As the breed continued in France, they developed some breed standardizations which are recognizable today: a compact body, straight legs, and erect ears. Some were bred to have the erect “bat ears”, while others had “rose” ears similar to those of today’s English Bulldogs.
Society folk and wealthy Americans traveling in France fell in love with these endearing little creatures and began bringing them back to the USA to breed. Society ladies first exhibited Frenchies in 1896 at the Westminster Dog Show, and even though it was not yet an approved AKC breed, a Frenchie was the cover star of the 1897 Westminster catalog.
There has always been some discussion around the correct breeding and form of a French bulldog, thanks to their early origins. At the Westminster Kennel Club Dog Show the judge only chose winners with "rose ears", but the ladies would go on to form the French Bull Dog Club of America, which would define the breed standard as having the “erect bat ear”.
Throughout the early 20th century, French Bulldogs continued to be fashionable little friends to those living in high society and influential families. The J. P. Morgans and the Rockefellers were Frenchie fans, and dogs could be sold for up to $3000.
By 1906, the French Bulldog had not only been recognized by the American Kennel Club, but was considered the fifth most popular dog breed in the U.S. This dipped throughout the 20th century, and in 2003 the dog was ranked at 54th place. However, they entered the public consciousness once more thanks to some high profile celebrity fans. Today the dog is consistently in the top five most popular dog breeds in America.

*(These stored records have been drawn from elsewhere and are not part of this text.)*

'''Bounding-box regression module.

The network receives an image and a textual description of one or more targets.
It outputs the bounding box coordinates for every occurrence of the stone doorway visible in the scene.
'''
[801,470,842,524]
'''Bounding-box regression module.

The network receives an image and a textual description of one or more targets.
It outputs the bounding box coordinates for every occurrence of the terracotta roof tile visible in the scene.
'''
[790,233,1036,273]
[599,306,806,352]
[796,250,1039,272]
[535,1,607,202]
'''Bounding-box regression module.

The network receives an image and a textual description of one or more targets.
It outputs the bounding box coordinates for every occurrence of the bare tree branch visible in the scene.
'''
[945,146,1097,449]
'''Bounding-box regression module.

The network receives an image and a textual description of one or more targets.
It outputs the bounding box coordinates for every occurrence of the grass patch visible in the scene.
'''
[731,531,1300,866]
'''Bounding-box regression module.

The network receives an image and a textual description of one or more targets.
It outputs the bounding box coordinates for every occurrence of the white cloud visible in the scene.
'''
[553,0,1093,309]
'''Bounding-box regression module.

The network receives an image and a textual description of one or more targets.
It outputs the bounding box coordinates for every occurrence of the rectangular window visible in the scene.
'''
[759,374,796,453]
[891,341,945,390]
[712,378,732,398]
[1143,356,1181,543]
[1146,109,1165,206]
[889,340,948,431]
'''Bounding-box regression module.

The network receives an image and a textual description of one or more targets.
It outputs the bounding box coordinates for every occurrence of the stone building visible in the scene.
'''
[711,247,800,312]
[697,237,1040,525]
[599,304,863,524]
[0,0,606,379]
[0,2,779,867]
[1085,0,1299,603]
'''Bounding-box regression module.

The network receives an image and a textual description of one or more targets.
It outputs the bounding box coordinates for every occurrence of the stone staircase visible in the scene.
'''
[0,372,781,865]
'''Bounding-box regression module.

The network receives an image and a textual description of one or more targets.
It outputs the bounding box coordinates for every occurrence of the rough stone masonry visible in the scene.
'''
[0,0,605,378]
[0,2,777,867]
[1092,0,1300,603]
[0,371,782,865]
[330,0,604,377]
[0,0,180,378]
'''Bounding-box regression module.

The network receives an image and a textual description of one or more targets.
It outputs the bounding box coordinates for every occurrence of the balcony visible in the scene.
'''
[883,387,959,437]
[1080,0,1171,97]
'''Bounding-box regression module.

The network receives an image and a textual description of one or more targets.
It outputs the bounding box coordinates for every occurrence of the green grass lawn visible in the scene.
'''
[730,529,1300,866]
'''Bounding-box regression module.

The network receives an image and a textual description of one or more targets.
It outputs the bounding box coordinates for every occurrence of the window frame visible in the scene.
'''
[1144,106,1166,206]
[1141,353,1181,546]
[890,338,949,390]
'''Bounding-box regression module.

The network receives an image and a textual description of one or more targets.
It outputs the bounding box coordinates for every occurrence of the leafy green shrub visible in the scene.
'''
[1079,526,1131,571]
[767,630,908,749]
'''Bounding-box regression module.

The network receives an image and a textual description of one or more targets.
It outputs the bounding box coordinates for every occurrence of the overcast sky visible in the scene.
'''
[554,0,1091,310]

12 – 14 inches (28 – 30 centimeters)
20 – 28 pounds (9 – 13 kilograms)
11 – 13 inches (28 – 30 centimeters).
18 – 26 pounds (8 – 12 kilograms)
2-4 puppies with an average of 3 - French bulldogs typically need a Cesarian section for a safe birth
French bulldogs are renowned for their curious, expressive faces and their distinctive bat ears. Unlike their cousins, the English bulldog, they make free, bouncy movements and can have excellent jumping abilities. They are often muscular little dogs, although they can quickly put on weight which can cause health issues.

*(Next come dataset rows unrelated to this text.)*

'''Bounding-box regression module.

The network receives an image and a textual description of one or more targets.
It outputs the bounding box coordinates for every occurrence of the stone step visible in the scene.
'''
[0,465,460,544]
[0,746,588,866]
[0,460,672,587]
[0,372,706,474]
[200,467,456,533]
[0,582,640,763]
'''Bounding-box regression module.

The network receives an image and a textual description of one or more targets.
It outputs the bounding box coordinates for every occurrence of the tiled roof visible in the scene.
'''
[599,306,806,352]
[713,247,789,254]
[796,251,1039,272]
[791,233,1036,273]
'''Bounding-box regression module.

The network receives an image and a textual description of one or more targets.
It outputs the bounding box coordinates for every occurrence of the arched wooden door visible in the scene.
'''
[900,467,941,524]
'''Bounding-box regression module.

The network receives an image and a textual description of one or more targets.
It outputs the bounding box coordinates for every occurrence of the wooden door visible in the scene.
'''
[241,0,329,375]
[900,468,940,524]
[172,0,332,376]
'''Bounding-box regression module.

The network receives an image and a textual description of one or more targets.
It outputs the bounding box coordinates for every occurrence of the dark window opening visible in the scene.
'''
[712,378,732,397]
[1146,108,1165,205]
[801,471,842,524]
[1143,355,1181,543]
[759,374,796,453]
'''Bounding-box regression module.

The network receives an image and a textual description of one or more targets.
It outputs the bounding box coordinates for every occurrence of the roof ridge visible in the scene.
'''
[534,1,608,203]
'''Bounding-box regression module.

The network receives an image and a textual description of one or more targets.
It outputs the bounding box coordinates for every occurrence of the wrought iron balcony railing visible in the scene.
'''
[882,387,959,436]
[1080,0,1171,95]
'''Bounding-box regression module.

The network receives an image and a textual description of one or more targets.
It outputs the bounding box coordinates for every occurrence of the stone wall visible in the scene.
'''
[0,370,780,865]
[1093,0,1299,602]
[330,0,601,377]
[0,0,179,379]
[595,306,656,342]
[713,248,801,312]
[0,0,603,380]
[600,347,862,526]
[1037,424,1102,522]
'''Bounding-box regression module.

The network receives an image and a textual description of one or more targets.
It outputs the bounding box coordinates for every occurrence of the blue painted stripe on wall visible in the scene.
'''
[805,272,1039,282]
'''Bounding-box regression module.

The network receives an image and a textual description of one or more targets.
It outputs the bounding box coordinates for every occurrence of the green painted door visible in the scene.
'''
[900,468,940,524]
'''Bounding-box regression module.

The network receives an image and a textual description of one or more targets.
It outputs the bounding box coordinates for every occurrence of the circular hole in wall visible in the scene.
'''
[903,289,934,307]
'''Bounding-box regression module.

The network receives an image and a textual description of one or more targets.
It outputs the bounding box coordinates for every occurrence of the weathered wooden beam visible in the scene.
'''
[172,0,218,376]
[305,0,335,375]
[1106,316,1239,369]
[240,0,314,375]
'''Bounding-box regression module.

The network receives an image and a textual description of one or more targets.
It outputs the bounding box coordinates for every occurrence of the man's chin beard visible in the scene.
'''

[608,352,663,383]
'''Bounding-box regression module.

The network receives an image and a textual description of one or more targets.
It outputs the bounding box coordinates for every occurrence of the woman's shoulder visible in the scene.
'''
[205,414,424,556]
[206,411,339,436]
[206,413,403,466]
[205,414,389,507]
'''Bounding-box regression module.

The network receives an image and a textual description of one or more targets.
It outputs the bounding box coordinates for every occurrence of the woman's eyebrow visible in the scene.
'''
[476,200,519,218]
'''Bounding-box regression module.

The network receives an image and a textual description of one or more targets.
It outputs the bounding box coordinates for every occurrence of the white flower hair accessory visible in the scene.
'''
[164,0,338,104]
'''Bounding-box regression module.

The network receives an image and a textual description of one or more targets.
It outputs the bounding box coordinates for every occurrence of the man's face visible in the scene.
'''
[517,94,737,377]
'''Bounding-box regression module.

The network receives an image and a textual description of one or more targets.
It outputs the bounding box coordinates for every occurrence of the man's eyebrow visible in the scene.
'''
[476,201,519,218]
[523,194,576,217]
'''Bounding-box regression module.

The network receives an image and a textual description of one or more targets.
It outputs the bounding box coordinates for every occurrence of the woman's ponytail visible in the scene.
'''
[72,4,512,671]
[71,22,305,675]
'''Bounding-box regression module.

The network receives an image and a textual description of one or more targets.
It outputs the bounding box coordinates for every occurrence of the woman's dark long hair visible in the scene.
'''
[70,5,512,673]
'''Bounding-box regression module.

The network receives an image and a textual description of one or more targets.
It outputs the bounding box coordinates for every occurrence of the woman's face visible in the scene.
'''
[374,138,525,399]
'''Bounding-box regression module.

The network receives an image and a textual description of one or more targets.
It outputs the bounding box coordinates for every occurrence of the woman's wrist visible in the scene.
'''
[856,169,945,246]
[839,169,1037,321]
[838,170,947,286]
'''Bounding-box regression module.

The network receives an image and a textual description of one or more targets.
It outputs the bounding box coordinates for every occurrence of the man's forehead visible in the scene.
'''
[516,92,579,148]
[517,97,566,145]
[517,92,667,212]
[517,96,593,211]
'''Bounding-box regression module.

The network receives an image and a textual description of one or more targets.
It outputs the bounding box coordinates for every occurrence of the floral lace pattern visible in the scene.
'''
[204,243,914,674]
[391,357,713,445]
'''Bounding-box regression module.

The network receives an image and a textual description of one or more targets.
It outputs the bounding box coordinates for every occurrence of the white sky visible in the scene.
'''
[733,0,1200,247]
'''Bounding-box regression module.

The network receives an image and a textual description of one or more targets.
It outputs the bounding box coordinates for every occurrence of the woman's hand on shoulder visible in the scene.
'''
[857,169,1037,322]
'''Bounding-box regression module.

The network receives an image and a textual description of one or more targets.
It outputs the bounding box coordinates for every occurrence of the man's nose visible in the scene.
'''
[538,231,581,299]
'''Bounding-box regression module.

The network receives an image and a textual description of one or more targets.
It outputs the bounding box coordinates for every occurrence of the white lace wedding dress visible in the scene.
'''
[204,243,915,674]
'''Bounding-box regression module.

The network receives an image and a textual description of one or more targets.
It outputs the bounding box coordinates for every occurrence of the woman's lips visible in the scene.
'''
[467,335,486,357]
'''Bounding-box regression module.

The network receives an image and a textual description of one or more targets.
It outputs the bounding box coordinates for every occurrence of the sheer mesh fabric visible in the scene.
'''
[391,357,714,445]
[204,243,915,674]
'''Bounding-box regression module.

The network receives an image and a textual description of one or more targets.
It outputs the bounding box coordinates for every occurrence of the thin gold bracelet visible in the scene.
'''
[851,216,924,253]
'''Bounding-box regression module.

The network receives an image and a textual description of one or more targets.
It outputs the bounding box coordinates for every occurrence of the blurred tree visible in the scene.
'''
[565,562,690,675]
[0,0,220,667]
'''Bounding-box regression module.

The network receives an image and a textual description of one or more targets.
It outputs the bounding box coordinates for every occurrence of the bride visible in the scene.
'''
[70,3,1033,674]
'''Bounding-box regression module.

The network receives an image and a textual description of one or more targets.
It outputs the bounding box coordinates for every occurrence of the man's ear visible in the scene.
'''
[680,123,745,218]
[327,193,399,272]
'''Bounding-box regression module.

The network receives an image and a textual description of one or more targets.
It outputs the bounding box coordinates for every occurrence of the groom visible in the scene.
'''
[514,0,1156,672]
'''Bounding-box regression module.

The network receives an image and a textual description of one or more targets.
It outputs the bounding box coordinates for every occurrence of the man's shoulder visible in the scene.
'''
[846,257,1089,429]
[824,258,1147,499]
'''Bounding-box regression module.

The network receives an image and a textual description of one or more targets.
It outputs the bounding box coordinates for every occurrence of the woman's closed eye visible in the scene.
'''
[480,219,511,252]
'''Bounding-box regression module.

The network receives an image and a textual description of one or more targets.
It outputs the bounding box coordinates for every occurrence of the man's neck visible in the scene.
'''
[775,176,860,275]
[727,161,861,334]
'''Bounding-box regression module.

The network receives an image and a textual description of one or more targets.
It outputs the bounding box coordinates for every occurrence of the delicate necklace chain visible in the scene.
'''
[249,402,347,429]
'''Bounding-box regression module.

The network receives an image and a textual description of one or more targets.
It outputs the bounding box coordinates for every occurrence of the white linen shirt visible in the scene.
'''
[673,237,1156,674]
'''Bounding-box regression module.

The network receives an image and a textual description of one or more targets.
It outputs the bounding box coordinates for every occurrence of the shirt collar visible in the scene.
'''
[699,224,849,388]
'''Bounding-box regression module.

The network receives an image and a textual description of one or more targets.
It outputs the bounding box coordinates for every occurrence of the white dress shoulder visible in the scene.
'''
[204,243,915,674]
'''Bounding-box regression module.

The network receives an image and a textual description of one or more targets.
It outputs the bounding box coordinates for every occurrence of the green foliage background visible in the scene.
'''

They have short tails which can often be mistaken for “docked”, although this is just a feature of the breed. Frenchies have soft, loose skin around the head and shoulders, which gives them their distinctive wrinkles. They require little by way of grooming, although they are a breed who do shed. Their legendary wrinkles and snouts need regular cleaning, and some are more disposed to drool.

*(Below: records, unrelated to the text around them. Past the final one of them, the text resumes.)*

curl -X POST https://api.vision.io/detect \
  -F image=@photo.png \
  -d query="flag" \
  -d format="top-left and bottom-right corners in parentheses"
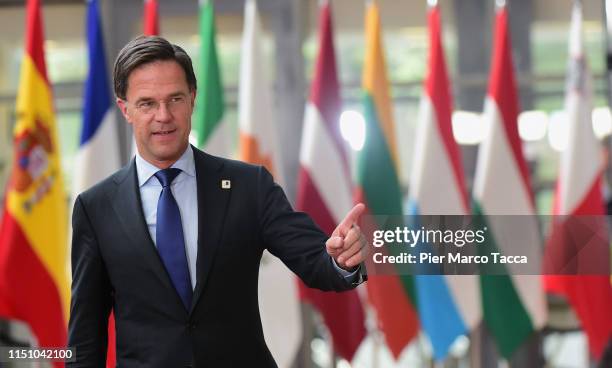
top-left (193, 0), bottom-right (228, 156)
top-left (238, 0), bottom-right (283, 181)
top-left (0, 0), bottom-right (69, 365)
top-left (144, 0), bottom-right (159, 36)
top-left (239, 1), bottom-right (300, 366)
top-left (357, 1), bottom-right (419, 359)
top-left (409, 4), bottom-right (480, 360)
top-left (472, 5), bottom-right (547, 358)
top-left (76, 1), bottom-right (122, 366)
top-left (295, 1), bottom-right (366, 361)
top-left (132, 0), bottom-right (160, 158)
top-left (543, 2), bottom-right (612, 359)
top-left (76, 0), bottom-right (121, 198)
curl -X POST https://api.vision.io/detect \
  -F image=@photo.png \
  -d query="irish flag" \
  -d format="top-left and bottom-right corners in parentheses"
top-left (296, 0), bottom-right (366, 361)
top-left (409, 3), bottom-right (480, 360)
top-left (239, 1), bottom-right (300, 366)
top-left (544, 2), bottom-right (612, 359)
top-left (0, 0), bottom-right (69, 365)
top-left (357, 1), bottom-right (419, 359)
top-left (193, 0), bottom-right (228, 156)
top-left (472, 5), bottom-right (546, 358)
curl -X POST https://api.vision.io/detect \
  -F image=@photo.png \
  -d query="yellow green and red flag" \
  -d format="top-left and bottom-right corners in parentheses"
top-left (356, 1), bottom-right (419, 359)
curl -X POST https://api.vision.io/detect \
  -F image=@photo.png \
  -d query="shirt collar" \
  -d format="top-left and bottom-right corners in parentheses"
top-left (135, 145), bottom-right (196, 187)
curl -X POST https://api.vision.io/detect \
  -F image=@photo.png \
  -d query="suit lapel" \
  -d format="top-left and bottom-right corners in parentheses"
top-left (109, 160), bottom-right (176, 294)
top-left (191, 148), bottom-right (231, 312)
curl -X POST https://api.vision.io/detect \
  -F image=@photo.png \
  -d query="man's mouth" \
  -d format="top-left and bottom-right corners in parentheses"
top-left (153, 129), bottom-right (176, 136)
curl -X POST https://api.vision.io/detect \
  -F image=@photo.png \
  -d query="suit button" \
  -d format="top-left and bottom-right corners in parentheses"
top-left (188, 322), bottom-right (197, 331)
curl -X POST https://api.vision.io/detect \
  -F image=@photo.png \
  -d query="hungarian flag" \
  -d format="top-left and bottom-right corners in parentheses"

Clownish lap dogs, the Frenchie loves to play and entertain with the family. It has a tendency to be lazy, and so may need to be encouraged to go on walks. They enjoy playing outdoors, and if properly socialized will respond well to other dogs and cats. As a breed, Frenchies are not suited for outdoor living and should be carefully monitored in hot and humid weather. They cannot swim.
French Bulldogs bond very strongly to their owners, and as a result, do not enjoy being left on their own. They have a Bulldogs typical stubbornness, which can make them difficult to house train although they are the smartest of the Bulldog breed and can often learn tricks.
The AKC accepted colors for a French Bulldog are any variations of brindle, fawn, or pied. Other colors, such as blue, black and tan, or merle are not accepted as a breed standard.